Transformer Block
A neural network architecture component essential for efficiently handling sequential data by capturing long-range dependencies using attention mechanisms.
A transformer block is a critical component within the transformer model architecture, featuring layers of self-attention and feedforward neural networks, which excel at processing sequential data such as text or audio by enabling parallel computation and capturing long-range dependencies. This innovation allows for significant improvements in tasks requiring understanding context across sequences, such as natural language processing (NLP) and neural machine translation, due to its ability to assign different attention weights to different words or tokens, thus enabling comprehensive understanding and generation of language models like BERT and GPT. With its focus on attention mechanisms, the transformer architecture has largely supplanted earlier models like RNNs (Recurrent Neural Networks) for many modern AI tasks, marking a paradigm shift in handling sequence-based data.

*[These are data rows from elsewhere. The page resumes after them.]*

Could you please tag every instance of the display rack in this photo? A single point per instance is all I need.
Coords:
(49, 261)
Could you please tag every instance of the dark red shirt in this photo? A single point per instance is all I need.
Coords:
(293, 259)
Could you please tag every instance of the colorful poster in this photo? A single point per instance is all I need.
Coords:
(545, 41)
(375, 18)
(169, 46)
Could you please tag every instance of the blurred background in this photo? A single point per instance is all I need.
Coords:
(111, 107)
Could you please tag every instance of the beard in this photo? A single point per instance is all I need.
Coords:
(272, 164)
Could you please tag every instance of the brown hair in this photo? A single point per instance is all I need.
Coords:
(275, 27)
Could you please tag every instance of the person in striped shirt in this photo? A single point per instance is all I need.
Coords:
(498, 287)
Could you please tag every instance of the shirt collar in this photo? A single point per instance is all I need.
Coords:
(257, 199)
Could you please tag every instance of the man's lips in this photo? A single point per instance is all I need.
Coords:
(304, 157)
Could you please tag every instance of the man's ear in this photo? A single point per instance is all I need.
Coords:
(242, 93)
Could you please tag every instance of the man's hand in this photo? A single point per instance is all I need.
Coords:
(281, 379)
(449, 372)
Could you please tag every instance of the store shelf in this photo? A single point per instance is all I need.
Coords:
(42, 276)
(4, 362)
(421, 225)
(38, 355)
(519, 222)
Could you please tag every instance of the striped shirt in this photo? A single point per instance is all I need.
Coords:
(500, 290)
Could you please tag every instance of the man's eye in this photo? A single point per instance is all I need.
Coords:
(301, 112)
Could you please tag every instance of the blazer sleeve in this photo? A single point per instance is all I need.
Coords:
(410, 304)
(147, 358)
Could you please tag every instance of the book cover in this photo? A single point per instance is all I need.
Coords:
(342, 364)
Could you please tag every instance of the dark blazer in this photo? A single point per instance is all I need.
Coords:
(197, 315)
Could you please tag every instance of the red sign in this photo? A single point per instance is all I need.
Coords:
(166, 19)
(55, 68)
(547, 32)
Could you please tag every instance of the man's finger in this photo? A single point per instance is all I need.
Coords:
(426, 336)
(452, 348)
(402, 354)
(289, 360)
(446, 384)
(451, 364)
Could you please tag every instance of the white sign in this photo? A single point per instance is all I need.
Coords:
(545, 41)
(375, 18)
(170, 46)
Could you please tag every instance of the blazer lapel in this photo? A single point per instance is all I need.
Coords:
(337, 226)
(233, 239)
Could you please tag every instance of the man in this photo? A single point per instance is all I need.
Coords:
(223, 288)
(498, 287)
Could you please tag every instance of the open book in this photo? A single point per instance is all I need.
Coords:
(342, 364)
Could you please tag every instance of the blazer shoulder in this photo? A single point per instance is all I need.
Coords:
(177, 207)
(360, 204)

The transformer architecture was first introduced in the landmark 2017 paper "Attention is All You Need," rapidly gaining traction and popularity within the AI community due to its demonstrated efficacy on various benchmarks and the success of models built upon it.
Key contributors to the development of the transformer and its foundational block are researchers from Google Brain, including Ashish Vaswani, Noam Shazeer, Niki Parmar, Jakob Uszkoreit, Llion Jones, Aidan N. Gomez, Lukasz Kaiser, and Illia Polosukhin, who collectively authored the seminal paper on the architecture.